Big Vegan Flavor offers information on food prep, ingredients, and recommendations for making the most of the book’s 150 recipes. “I wanted to provide a comprehensive approach to mastering vegan cooking, to equip readers with the tools and the techniques and the tricks and tips that I use to whip up dinner on a Wednesday night, even if you’re not following the specific recipe,” Vora says. She says that the key to spreading the word of vegan options is showing, not telling. “I’m going to show you how delicious plant-based food can be without being like, ‘You’re a bad person if you’re not vegan.’ Nobody wants to hear that. My goal is to get people to eat more plant-based food even if they don’t ultimately become vegans.”
Vora attended college at the University of California, Berkeley, majoring in political science and legal studies, before proceeding to Harvard Law in 2009. She never lost her love for food, though, and remembers bonding with law school classmates at monthly potluck meetups. “Every time I made something, and I’m not saying this to brag, everyone was like, ‘Wow, how did you make this?’ I remember just feeling so happy when I would share food with others.” In 2016, she became a practicing vegan, inspired by documentaries about factory farming.

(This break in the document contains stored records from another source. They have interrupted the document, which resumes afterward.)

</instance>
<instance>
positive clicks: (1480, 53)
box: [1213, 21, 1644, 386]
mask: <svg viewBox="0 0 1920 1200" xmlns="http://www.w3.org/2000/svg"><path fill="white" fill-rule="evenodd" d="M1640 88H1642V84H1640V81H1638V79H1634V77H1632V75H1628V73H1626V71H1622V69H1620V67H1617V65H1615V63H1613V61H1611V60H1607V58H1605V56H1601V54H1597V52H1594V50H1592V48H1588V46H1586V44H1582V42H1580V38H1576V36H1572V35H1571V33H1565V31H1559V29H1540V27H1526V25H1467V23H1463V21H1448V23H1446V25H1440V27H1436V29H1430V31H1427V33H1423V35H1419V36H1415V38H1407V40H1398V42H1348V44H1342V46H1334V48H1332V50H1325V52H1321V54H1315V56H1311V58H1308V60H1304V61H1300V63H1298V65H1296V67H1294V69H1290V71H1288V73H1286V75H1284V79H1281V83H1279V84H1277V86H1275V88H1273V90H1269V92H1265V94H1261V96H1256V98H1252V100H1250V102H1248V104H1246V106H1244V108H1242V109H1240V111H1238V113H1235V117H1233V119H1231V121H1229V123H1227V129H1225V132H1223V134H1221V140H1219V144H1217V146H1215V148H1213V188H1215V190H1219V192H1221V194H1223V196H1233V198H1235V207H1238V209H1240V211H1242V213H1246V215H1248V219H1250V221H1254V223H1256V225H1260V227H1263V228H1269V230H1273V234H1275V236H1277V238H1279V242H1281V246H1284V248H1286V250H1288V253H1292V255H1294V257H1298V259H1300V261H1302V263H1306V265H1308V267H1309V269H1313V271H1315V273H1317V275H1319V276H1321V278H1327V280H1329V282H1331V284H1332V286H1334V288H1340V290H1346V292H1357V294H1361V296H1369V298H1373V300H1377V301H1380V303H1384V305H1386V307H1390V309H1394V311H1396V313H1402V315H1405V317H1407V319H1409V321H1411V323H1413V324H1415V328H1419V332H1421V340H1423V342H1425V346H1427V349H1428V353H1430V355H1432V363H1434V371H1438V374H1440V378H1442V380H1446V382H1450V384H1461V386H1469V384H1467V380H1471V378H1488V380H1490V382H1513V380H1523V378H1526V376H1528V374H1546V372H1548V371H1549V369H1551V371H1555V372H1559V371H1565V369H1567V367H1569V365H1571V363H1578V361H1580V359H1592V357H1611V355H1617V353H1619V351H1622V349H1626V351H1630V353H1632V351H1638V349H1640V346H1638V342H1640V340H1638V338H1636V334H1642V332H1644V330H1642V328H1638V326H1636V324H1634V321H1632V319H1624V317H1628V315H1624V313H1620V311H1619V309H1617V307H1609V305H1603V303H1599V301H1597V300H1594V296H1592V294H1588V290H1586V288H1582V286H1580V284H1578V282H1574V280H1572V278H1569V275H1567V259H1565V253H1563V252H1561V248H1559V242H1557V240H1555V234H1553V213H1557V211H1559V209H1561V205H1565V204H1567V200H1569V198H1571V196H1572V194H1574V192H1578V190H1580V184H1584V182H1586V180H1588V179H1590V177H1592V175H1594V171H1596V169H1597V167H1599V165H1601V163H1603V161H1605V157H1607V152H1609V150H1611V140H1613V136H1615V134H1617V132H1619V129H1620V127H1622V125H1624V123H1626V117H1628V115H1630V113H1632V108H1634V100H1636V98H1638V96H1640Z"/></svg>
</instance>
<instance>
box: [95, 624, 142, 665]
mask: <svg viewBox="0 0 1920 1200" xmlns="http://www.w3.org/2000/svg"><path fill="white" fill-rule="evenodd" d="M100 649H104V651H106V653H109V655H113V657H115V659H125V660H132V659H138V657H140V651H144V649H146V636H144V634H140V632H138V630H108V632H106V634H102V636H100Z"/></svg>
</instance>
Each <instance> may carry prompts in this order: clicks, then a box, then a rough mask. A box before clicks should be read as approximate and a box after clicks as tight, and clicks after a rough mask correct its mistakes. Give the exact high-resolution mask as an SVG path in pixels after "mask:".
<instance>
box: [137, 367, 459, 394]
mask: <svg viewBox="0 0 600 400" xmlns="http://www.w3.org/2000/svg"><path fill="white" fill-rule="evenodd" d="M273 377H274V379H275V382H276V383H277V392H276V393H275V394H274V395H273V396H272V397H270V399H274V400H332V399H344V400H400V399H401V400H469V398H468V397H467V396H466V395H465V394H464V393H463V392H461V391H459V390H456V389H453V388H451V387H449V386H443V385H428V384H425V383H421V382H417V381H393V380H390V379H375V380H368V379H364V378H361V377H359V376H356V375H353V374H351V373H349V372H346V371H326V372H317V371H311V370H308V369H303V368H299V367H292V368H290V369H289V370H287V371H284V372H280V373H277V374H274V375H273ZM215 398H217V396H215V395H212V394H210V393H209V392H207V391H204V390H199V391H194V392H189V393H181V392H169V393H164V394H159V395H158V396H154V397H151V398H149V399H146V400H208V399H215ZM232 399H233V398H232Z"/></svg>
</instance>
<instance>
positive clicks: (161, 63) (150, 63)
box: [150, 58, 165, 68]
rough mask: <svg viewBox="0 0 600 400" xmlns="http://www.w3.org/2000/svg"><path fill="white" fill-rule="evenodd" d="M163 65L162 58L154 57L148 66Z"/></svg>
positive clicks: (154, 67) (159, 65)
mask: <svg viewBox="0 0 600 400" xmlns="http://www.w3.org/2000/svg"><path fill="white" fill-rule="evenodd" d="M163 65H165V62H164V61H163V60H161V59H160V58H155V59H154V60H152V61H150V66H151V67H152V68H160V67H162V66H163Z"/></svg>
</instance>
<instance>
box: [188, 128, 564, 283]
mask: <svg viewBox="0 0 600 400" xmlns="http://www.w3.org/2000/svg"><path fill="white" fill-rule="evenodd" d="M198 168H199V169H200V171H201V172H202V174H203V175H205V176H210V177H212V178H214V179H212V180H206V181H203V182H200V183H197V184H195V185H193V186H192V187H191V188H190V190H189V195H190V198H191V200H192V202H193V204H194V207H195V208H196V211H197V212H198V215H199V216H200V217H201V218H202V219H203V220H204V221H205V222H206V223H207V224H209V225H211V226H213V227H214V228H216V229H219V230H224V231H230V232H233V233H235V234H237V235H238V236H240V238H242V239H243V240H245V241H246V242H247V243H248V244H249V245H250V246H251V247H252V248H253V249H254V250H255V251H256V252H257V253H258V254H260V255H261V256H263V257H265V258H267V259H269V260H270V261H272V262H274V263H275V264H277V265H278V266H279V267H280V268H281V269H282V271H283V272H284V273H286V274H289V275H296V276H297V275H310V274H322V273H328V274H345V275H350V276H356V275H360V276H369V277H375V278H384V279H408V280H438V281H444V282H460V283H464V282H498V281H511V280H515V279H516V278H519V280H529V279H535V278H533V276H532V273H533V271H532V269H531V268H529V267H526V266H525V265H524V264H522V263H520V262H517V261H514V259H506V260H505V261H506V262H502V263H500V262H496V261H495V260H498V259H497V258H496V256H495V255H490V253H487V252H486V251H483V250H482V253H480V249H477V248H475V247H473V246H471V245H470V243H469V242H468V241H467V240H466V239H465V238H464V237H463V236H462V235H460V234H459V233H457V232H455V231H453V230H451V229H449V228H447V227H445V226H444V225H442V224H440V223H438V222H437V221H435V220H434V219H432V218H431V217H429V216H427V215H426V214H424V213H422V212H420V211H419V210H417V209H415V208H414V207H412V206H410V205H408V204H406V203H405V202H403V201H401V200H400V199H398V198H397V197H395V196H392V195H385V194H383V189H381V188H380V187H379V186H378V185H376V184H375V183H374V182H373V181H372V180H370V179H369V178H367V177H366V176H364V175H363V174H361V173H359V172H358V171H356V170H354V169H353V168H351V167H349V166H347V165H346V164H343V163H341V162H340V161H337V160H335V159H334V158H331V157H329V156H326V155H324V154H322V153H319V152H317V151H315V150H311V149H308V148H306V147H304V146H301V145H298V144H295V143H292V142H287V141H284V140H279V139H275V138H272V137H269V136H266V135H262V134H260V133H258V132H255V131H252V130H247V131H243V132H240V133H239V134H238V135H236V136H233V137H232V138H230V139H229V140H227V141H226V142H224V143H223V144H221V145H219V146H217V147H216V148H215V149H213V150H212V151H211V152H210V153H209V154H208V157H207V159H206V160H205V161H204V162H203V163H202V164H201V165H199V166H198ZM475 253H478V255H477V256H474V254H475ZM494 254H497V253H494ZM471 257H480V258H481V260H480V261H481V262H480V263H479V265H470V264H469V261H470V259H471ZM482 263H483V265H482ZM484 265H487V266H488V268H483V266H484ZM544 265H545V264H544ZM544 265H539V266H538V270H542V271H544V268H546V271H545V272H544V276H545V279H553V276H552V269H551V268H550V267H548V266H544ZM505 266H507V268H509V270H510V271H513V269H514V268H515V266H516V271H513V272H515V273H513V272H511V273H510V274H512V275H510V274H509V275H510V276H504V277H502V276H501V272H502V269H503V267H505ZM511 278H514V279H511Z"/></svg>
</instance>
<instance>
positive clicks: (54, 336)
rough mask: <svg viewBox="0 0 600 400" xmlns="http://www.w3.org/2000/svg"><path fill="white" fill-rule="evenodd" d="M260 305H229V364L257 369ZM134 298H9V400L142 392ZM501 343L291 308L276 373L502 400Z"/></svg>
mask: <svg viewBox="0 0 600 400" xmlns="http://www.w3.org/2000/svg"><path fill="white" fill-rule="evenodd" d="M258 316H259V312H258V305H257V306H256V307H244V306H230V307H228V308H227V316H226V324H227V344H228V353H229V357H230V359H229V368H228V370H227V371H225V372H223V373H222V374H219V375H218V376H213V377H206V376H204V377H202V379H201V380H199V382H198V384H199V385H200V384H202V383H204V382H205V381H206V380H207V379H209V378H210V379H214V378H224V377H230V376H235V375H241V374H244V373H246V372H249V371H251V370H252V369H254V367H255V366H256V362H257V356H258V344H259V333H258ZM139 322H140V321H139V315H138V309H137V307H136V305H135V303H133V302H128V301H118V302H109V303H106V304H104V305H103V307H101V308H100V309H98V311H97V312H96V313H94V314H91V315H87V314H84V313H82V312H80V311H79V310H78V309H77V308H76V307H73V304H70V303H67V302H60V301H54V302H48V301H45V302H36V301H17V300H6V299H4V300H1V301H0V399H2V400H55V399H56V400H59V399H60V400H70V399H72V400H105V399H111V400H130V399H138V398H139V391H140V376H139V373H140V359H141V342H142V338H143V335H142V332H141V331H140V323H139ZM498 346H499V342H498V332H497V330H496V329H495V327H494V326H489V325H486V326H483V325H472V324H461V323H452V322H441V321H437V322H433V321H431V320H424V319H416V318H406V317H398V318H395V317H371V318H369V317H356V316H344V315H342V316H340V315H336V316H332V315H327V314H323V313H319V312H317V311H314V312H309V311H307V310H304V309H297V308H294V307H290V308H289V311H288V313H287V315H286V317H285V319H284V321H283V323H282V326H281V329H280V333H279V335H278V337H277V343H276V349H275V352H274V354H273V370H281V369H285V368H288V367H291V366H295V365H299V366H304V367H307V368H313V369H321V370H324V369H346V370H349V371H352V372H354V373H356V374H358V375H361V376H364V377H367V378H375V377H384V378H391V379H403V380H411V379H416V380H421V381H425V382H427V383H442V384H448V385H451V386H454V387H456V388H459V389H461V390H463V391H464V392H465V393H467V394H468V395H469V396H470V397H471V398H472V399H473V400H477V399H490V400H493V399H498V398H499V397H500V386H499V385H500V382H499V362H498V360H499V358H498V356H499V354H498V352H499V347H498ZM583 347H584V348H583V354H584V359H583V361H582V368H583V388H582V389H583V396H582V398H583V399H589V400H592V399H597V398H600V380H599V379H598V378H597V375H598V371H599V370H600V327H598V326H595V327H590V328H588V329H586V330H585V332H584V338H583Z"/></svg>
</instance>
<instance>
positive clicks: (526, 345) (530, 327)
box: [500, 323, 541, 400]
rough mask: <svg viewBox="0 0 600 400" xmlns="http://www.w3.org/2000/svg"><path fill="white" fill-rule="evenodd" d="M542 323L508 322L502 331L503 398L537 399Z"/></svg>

After law school, she moved to New York City, but her jobs at a big law firm and a smaller nonprofit in which she represented low-income tenants in housing court, left her professionally unhappy, and after a few years, she left the field. But she says some lessons from Harvard Law still apply to her work today, especially writing and analytic skills, but also her rigorous and meticulous approach to food. “When I was developing a chocolate chip recipe, I did a mountain of research on ingredient ratios in non-vegan chocolate chip cookies, the percentage of butter, the percentage of fat, the percentage of eggs, so that I could come up with a recipe that tastes just as delicious and is just as chewy and has crispy edges like a regular chocolate chip cookie. I bring this super analytical lens that I think comes from having that background as a law student and as a lawyer.”